La justification, le risque de rétrofacturation (chargeback), est parfaitement légitime et pratiquée par tout le secteur : une carte peut être contestée pendant plusieurs semaines, et bloquer la sortie des cryptos empêche un fraudeur de déposer, retirer, puis annuler. Mais c’est la durée qui coince. Là où Kraken bloque 72 heures et Binance.US ou Coinbase une à deux semaines, SwissBorg impose au moins 30 jours, et c’est un plancher, pas un plafond. Bonne nouvelle tout de même : ce blocage ne concerne que les dépôts par carte. En passant par virement SEPA, vous l’évitez.

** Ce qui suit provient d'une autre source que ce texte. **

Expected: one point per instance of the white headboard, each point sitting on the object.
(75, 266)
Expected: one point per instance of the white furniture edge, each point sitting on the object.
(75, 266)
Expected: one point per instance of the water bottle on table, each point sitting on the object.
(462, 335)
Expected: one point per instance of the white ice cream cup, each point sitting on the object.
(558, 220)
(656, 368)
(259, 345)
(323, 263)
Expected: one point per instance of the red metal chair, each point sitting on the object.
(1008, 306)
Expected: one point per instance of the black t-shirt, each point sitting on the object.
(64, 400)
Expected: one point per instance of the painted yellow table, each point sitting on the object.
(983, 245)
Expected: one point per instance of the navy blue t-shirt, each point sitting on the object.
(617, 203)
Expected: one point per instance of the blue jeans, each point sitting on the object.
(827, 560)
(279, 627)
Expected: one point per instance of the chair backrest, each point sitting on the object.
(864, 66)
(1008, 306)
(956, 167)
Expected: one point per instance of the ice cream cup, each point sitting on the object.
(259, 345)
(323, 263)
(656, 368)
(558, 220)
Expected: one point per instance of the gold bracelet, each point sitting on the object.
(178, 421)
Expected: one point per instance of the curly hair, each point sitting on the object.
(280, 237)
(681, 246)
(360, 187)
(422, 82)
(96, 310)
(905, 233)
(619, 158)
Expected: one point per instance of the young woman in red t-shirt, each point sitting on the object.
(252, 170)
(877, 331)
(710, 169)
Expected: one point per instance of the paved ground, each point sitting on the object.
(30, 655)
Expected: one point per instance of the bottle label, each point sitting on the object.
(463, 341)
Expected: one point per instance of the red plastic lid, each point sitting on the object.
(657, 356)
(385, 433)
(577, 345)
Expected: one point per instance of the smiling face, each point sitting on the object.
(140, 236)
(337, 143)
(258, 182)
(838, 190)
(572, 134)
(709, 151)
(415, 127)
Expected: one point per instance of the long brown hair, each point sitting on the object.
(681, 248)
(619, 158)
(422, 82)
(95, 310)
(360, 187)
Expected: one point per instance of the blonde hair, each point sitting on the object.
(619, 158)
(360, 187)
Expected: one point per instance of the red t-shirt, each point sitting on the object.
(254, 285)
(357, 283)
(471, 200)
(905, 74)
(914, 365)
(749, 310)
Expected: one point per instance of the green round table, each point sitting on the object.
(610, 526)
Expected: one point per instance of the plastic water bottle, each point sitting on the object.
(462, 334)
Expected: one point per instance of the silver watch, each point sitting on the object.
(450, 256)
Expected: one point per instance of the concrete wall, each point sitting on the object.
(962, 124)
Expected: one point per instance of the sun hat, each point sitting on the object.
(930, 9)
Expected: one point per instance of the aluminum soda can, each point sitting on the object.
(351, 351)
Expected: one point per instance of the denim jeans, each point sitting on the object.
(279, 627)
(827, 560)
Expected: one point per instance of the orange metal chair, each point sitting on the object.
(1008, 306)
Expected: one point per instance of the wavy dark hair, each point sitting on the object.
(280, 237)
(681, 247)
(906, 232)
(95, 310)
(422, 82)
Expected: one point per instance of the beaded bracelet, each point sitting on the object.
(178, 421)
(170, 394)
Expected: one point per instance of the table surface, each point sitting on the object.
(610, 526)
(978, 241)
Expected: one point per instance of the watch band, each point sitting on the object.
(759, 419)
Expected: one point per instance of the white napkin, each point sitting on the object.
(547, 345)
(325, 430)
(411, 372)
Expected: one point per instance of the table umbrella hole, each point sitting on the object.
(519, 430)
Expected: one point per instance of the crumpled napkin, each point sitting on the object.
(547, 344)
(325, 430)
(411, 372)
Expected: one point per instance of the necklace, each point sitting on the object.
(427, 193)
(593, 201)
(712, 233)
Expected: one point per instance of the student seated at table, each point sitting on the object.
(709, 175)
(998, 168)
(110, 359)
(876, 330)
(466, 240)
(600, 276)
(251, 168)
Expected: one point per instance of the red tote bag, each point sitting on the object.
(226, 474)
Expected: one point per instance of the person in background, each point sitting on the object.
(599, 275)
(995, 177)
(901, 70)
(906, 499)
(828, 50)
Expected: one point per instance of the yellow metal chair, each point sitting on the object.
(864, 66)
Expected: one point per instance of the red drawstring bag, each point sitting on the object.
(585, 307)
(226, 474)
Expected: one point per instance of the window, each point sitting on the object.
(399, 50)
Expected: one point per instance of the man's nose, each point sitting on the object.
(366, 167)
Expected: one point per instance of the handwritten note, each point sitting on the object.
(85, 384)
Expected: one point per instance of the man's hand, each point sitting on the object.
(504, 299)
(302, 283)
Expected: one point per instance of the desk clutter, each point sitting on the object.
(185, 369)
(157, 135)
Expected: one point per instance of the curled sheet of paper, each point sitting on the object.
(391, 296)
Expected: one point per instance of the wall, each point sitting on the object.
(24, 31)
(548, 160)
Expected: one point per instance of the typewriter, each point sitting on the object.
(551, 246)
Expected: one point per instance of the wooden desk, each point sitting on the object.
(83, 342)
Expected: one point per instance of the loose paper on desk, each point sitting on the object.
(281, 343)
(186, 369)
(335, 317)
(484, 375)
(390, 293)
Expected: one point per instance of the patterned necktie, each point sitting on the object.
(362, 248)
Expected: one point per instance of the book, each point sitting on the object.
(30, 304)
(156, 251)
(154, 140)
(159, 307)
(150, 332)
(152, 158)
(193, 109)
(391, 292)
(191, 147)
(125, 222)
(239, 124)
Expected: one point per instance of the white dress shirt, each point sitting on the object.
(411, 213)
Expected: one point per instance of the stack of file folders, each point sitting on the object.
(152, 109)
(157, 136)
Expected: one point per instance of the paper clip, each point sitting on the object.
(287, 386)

Retraits gelés et contrôles disproportionnés

C’est là que l’expérience devient kafkaïenne, et notre propre test le confirme. Un retrait de 85 euros en bitcoin, pour un paiement personnel, resté bloqué des heures sans la moindre explication. Une réclamation, et hop : « contrôle de routine », avec demande de relevés bancaires et de justificatifs d’origine des fonds. Le tout alors que le compte avait été alimenté par virement SEPA, depuis un compte au nom de l’utilisateur, dans une banque européenne connue. La traçabilité maximale, le risque quasi nul.

Soyons précis, car c’est important : la vérification de l’origine des fonds est une obligation légale (lutte contre le blanchiment, articles L.561 et suivants du Code monétaire et financier), et un virement depuis son propre compte ne prouve pas, en droit, l’origine première de l’argent. SwissBorg est dans son rôle de plateforme régulée, et il faut le reconnaître.

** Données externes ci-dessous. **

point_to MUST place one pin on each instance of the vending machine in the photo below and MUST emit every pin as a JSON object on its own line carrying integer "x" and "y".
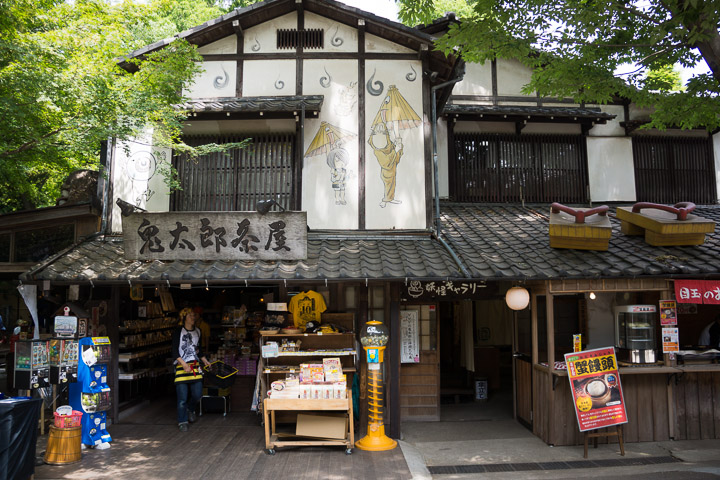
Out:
{"x": 91, "y": 393}
{"x": 31, "y": 364}
{"x": 636, "y": 333}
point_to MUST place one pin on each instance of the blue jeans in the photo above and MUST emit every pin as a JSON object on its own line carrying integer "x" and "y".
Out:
{"x": 185, "y": 405}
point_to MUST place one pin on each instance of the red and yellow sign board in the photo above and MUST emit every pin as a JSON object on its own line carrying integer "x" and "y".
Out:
{"x": 697, "y": 291}
{"x": 595, "y": 385}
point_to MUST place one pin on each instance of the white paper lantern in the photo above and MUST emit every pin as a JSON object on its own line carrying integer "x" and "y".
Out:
{"x": 517, "y": 298}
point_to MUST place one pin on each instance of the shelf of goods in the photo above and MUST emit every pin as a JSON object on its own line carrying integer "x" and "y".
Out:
{"x": 144, "y": 346}
{"x": 292, "y": 351}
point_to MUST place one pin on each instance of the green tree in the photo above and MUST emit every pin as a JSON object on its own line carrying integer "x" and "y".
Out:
{"x": 62, "y": 91}
{"x": 574, "y": 48}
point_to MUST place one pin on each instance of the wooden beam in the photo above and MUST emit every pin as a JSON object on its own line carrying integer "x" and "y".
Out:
{"x": 533, "y": 315}
{"x": 549, "y": 313}
{"x": 113, "y": 330}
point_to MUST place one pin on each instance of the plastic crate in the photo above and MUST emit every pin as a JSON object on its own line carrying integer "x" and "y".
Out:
{"x": 68, "y": 421}
{"x": 220, "y": 374}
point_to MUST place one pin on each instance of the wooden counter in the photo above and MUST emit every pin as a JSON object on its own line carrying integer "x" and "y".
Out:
{"x": 662, "y": 402}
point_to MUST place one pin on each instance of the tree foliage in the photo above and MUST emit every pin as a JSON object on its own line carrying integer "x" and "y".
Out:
{"x": 575, "y": 47}
{"x": 62, "y": 92}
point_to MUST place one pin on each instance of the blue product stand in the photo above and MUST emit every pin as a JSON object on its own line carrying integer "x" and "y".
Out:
{"x": 91, "y": 393}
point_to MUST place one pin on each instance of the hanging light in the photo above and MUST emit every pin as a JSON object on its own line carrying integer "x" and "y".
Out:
{"x": 517, "y": 298}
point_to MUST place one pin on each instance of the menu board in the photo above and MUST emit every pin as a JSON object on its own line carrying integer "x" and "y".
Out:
{"x": 668, "y": 312}
{"x": 409, "y": 337}
{"x": 596, "y": 390}
{"x": 671, "y": 341}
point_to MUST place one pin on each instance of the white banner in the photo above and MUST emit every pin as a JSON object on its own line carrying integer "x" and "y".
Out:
{"x": 29, "y": 294}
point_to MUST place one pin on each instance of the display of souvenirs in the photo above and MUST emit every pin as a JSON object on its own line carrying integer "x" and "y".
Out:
{"x": 306, "y": 307}
{"x": 333, "y": 369}
{"x": 91, "y": 395}
{"x": 62, "y": 358}
{"x": 31, "y": 364}
{"x": 312, "y": 372}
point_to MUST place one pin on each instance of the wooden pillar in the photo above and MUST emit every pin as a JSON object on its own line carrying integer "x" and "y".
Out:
{"x": 393, "y": 368}
{"x": 112, "y": 326}
{"x": 670, "y": 385}
{"x": 362, "y": 313}
{"x": 549, "y": 312}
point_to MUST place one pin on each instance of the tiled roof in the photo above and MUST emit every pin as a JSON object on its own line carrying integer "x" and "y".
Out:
{"x": 493, "y": 242}
{"x": 254, "y": 104}
{"x": 511, "y": 242}
{"x": 101, "y": 259}
{"x": 525, "y": 111}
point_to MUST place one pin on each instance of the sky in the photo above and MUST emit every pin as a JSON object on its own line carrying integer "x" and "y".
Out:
{"x": 389, "y": 9}
{"x": 381, "y": 8}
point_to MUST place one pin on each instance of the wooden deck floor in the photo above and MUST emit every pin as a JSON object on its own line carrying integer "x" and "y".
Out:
{"x": 148, "y": 445}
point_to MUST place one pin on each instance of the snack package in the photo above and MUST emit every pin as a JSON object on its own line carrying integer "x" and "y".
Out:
{"x": 332, "y": 369}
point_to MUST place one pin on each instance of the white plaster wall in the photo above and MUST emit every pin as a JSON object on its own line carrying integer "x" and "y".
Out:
{"x": 216, "y": 80}
{"x": 410, "y": 175}
{"x": 224, "y": 45}
{"x": 137, "y": 177}
{"x": 610, "y": 169}
{"x": 221, "y": 127}
{"x": 512, "y": 76}
{"x": 716, "y": 150}
{"x": 376, "y": 44}
{"x": 268, "y": 78}
{"x": 263, "y": 38}
{"x": 477, "y": 80}
{"x": 337, "y": 81}
{"x": 612, "y": 128}
{"x": 442, "y": 151}
{"x": 338, "y": 36}
{"x": 601, "y": 322}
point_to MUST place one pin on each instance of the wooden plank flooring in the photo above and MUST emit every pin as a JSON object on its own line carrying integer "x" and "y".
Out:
{"x": 148, "y": 445}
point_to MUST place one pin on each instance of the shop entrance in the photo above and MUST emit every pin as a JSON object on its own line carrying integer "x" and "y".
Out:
{"x": 231, "y": 317}
{"x": 476, "y": 360}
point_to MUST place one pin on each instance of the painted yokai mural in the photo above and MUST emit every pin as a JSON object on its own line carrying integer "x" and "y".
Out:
{"x": 395, "y": 114}
{"x": 395, "y": 190}
{"x": 329, "y": 140}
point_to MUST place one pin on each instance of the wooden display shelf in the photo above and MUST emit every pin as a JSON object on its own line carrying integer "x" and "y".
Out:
{"x": 272, "y": 439}
{"x": 316, "y": 353}
{"x": 297, "y": 369}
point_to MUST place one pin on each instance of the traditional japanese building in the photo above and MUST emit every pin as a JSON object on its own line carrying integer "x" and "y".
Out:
{"x": 342, "y": 191}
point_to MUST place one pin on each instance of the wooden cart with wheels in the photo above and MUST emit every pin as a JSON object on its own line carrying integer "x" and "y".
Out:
{"x": 291, "y": 404}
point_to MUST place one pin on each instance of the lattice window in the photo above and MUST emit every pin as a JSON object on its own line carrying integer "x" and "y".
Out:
{"x": 293, "y": 38}
{"x": 237, "y": 180}
{"x": 514, "y": 168}
{"x": 674, "y": 169}
{"x": 38, "y": 244}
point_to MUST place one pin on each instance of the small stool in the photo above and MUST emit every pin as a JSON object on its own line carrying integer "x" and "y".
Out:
{"x": 63, "y": 446}
{"x": 617, "y": 433}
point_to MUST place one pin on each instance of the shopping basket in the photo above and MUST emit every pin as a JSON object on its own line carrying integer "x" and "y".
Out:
{"x": 219, "y": 374}
{"x": 67, "y": 421}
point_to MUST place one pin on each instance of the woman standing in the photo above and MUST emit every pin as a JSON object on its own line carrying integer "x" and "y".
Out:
{"x": 188, "y": 373}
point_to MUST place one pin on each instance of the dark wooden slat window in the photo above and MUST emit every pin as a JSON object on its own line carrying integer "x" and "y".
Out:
{"x": 674, "y": 169}
{"x": 237, "y": 180}
{"x": 292, "y": 38}
{"x": 514, "y": 168}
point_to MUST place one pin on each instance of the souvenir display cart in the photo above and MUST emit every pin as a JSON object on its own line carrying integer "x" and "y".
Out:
{"x": 91, "y": 394}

Reste le point qui interroge le plus. Selon le propre centre d’aide de SwissBorg, la vérification de l’origine des fonds ne devient obligatoire qu’à partir de 50 000 euros de dépôts cumulés (les documents sont acceptés dès 30 000 euros, et un contrôle est aussi déclenché au-delà d’un million d’euros de retraits). En dessous de ces seuils, la plateforme se réserve néanmoins le droit d’exiger des justificatifs à sa seule discrétion, pour des raisons de sécurité ou de conformité. Sur le papier, c’est donc parfaitement couvert. Mais invoquer ce motif de sécurité pour un retrait de 85 euros, alimenté par un virement SEPA depuis un compte au nom de l’utilisateur dans une banque européenne connue, et juste après une réclamation, revient à étirer la notion de risque jusqu’à l’absurde. Rien ne l’imposait, ni la loi, ni le seuil habituel de la plateforme : c’est un choix, et il tombe au pire moment. Les témoignages abondent dans le même sens sur Trustpilot : comptes gelés 45 jours, fonds de 16 000 ou 25 000 francs suisses bloqués, demandes de fiches de paie, d’avis d’imposition, voire de factures de vente de voiture, et parfois un compte fermé sans explication alors que l’argent reste retenu.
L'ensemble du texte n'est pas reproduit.